Carte blanche
Philippe-Alain Michaud – Centre Pompidou
From the director of the Paris museum’s Experimental Cinema department, two film séances dedicated to the work of
Cécile Fontaine
INTRASTEVERE CINEMA – Room 2, May 27, 9:30 p.m.
Entertaiment
Q&A with author and curator
INTRASTEVERE CINEMA – Room 1, May 28, 4 p.m.
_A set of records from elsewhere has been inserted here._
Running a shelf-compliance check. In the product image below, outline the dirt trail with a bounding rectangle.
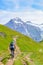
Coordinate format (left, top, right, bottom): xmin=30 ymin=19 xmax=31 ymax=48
xmin=25 ymin=53 xmax=35 ymax=65
xmin=0 ymin=62 xmax=4 ymax=65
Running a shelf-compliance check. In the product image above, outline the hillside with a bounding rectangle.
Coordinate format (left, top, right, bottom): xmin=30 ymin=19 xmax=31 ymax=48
xmin=0 ymin=25 xmax=43 ymax=65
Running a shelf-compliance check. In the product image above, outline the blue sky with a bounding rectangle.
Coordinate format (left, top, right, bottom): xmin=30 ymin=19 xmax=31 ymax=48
xmin=0 ymin=0 xmax=43 ymax=23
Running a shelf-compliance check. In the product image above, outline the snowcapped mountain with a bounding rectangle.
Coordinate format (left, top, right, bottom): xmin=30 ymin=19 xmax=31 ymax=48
xmin=5 ymin=18 xmax=41 ymax=41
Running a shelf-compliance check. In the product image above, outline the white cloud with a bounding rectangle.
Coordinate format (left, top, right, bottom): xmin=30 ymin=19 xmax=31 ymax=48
xmin=0 ymin=9 xmax=43 ymax=24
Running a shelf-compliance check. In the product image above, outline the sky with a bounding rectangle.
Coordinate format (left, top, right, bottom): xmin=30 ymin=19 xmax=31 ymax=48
xmin=0 ymin=0 xmax=43 ymax=24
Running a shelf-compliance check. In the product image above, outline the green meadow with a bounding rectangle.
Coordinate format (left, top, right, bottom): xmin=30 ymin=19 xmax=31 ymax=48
xmin=0 ymin=25 xmax=43 ymax=65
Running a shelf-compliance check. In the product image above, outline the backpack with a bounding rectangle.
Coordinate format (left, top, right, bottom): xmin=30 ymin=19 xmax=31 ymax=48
xmin=10 ymin=42 xmax=14 ymax=50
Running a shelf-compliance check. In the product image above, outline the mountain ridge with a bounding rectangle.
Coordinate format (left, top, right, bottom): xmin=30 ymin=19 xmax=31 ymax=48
xmin=5 ymin=18 xmax=42 ymax=41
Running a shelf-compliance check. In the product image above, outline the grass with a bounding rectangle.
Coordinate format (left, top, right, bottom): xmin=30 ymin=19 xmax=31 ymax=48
xmin=0 ymin=25 xmax=43 ymax=65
Masterclass by Cecile Fontaine
Moderates by the curator
INTRASTEVERE CINEMA – Room 2, May 28, 6:30 p.m.
Cross Worlds
histoires naturelles de la destruction
Since the early 1980s, Cécile Fontaine has created a unique body of work using recycled films (home movies, commercials, newsreels, fragments of fiction films, etc.) that she subjects to a kind of controlled destruction. The first technique employed by the director arose from an accident which, according to the principle of serendipity, she turned into a protocol: while peeling off a tape splice on a color film, she noticed that the top layer of tripack emulsion, the magenta one, was peeling off from the base; transferring it back to the base with an offset, she obtained image duplication and color distortions. The director gradually perfected this “dry” technique, practicing “chipping” or regular detachment, to which she added scrapings and additions of India ink or colored acetates. At the same time, Cécile Fontaine developed a so-called “wet” technique, in which the emulsion was peeled off with a knife after the film had been immersed for a long period in a bath of ammonia-based detergent, producing color alterations and depigmentation. By turning the medium against the image, the chemical substance against the photographic, Cécile Fontaine substitutes a process of destruction for the creative process and transforms documentary material into a plastic proposal belonging to the poetics of vestige or ruin: decomposed, torn, bleached or overcolored sequences and fragmented soundtracks reveal a vision of history as a history of destruction, that of societies and ecosystems whose traces are preserved by the films by reproducing rather than describing them.
Philippe-Alain Michaud

entertaiment
La fissure
France / 1984 / 2’
Golf Entretien
France / 1984 / 3’
Home Movie
France / 1986 / 5’
Mai 1988
France / 1988 / 5’
Cruises
France / 1989 / 8’
Histoires parallèles
France / 1990 / 11’
La Pêche miraculeuse
France / 1994 / 10’

cross worlds
Safari Land
France / 1996 / 10’
Lion Light
France / 1996 / 2’
Silver rush
France / 1998 / 8’
Last lost Shot
France / 1999 / 7’
Spaced Oddities
France / 2004 / 6’
Cross Worlds
France / 2006 / 15’
Cécile Fontaine
Born in 1957 in the south of France, she grew up in an overseas French “department,” Île de la Réunion, in the Indian Ocean; she studied art in both France (1975-1979) and Boston (1980-1986), where she began making films in 1982 after taking an evening film course at the Massachusetts College of Art and then enrolling full-time at the School of Museum of Fine Arts, majoring in film. She returned to France in 1986 and has lived in Paris ever since, where she teaches art full time at an elementary school and makes films.
Philippe-Alain Michaud
He is curator at the Musée National d’Art Moderne – Centre Pompidou, in charge of the museum’s film collection. He teaches film history and theory at the Université de Genève. He is the author of Aby Warburg et l’image en mouvement (Macula, 1998), Le peuple des images (Desclée de Brouwer, 2004), Sur le Film (Macula, 2016), Primitive souls. Celluloid, plush and paper figures. (Quodlibet, 2023). He has written several articles on the relationship between cinema and the visual arts. He has been curator of several exhibitions, including Comme le rêve le dessin (Musée du Louvre/Centre Pompidou, 2004), Le mouvement des images (Centre Pompidou, 2006), Nuits électriques (Musée, de la photographie, Moscou et Laboral (Gijon, Spain) 2007, Tapis volants (Villa Medici, Rome et Les Abattoirs, Toulouse) 2010, Beat Generation (Centre Pompidou, 2016), L’œil extatique : Sergueï Eisenstein à la croisée des arts (Centre Pompidou-Metz, 2019), Le reste est ombre(Centre Pompidou, 2022).